Research Areas & Trajectories | Projects in Progress
Research Areas & Trajectories
My research and teaching interests span across over two millennia, although focus mostly on literature written between 200 BCE – 600 CE. I work especially with New Testament and early Christian literature, late ancient and Byzantine apocryphal literature, and modern (ab)uses of ancient Mediterranean literature and history. My research largely utilizes Greek, Latin, and Coptic—although I continually am incorporating Syriac, Ge’ez (Ethiopic), Hebrew, and Aramaic.
I have six general trajectories for my research, although often extend past them.
- Roman slavery and colonial expansionism
- Gender, sexuality, and sexual violence
- Authorship and authorial attribution
- Christian anti-Judaism
- Christian apocryphal literature
- Hellenistic, Roman, and early Byzantine Palestine
Projects in Progress
“Recalibrating Slavery Studies within Jesus Scholarship.” Forthcoming in Rewriting Jesus (ed. Brandon Massey and Wolfgang Grünstäudl)

“Mines and Prisons as Sites of Insecurity and Confinement in Eusebius’s On the Martyrs of Palestine.” Forthcoming in Pain, Trauma, and Suffering in the Roman Empire: Experiencing Insecurity (ed. Zsuzsanna Varhelyi and James Uden)
Composed in the 310s, Eusebius of Caesarea’s On the Martyrs of Palestine narrates the martyrdoms of numerous Palestinian Christians during the reign of Diocletian. My aim in this chapter is to explore how mines and prisons—as discussed in both classical scholarship and through theoretical interventions in carceral and slavery studies—functioned in ancient literary accounts as trauma-inducing sites of insecurity and containment, meant to control the movements and sensory experiences of individuals. Through recalling this type of embodied control that could induce both physical and psychological trauma, Eusebius’s narration of Diocletian’s persecution highlights how individuals marginalized by the sovereign state may be subject not only to bodily discipline, but also to economic exploitation and the embodied consequences of being crafted as a death-bound subject.

“The Death-Bound-Subject: Slavery, Aging, and Old Age in Roman Egypt.” In So Wicked and So Wild: Aging, Old Age, and Bodily Representation in the Ancient World (ed. Alison Acker Gruseke and Carol Meyers)
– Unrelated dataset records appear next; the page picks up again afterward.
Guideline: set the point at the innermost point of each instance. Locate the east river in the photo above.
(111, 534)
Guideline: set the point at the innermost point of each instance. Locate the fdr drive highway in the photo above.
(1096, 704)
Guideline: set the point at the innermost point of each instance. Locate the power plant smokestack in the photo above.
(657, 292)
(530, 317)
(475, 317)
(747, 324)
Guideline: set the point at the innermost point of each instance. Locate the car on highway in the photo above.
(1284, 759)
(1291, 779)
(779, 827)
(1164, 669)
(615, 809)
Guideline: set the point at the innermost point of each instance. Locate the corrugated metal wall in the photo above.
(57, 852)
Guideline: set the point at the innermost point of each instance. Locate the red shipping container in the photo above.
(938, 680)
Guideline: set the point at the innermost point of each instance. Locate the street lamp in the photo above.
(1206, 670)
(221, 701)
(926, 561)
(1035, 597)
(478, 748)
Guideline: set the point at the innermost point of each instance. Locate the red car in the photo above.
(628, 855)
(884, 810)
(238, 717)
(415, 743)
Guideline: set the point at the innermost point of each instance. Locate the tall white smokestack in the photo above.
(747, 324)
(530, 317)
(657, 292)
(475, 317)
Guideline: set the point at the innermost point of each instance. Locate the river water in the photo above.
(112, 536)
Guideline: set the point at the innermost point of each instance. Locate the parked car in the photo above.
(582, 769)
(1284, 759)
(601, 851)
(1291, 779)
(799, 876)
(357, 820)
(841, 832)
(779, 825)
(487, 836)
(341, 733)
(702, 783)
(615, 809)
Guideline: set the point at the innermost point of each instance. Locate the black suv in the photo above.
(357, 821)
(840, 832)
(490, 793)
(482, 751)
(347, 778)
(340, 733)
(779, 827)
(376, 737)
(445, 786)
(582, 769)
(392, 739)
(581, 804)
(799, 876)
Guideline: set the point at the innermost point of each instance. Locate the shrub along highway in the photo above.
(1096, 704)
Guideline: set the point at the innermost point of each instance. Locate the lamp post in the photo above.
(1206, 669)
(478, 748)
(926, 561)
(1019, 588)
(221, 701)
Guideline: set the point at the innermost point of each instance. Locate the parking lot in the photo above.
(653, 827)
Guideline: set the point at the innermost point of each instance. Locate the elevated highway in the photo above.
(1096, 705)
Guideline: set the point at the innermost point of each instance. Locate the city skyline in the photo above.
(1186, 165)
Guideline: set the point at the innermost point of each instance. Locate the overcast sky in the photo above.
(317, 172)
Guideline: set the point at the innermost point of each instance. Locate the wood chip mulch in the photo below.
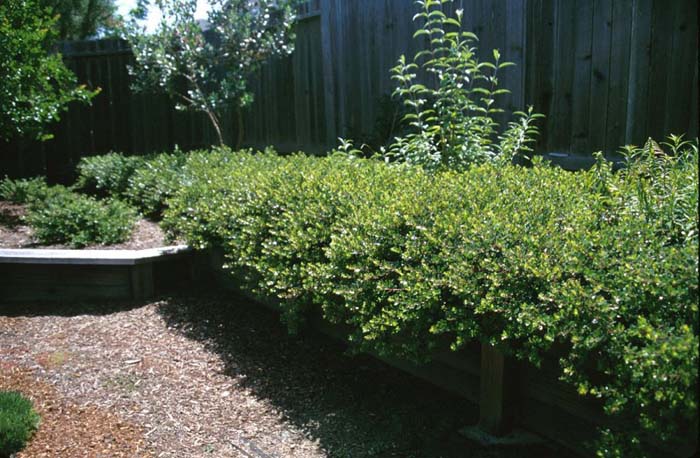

How do old age and aging affect the historical lives and literary representations of enslaved persons in the ancient Mediterranean world? Conversely, how do the logic and mechanics of slavery impact the process of aging or ideas about age? To provide some answers to these questions, this chapter sifts ancient literary, historical, and papyrological material for insights about the realities of and discourses surrounding enslaved persons, old age, and the aging process. To start, I provide some theoretical and methodological context for studying age and aging broadly within slavery studies, especially in conversation with scholars of modern slavery in the Atlantic World and Black Studies. Then, I turn to classical scholarship on representations of slavery and the demography of the Roman Empire—Roman Egypt in particular—to consider existing information about the chronological ages of enslaved persons and their social and legal treatment within the Roman slavocracy. Third, to highlight the humanity of enslaved older persons, I provide brief accounts of the lives of three enslaved persons whose lives are attested in Roman Egyptian records. The stories build on the work of Saidiya Hartman, a scholar of Atlantic slavery, who proposed “critical fabulation” as an approach to telling the stories of barely documented enslaved persons’ lives in order to make sense of the lives of those whom imperial archives did not preserve.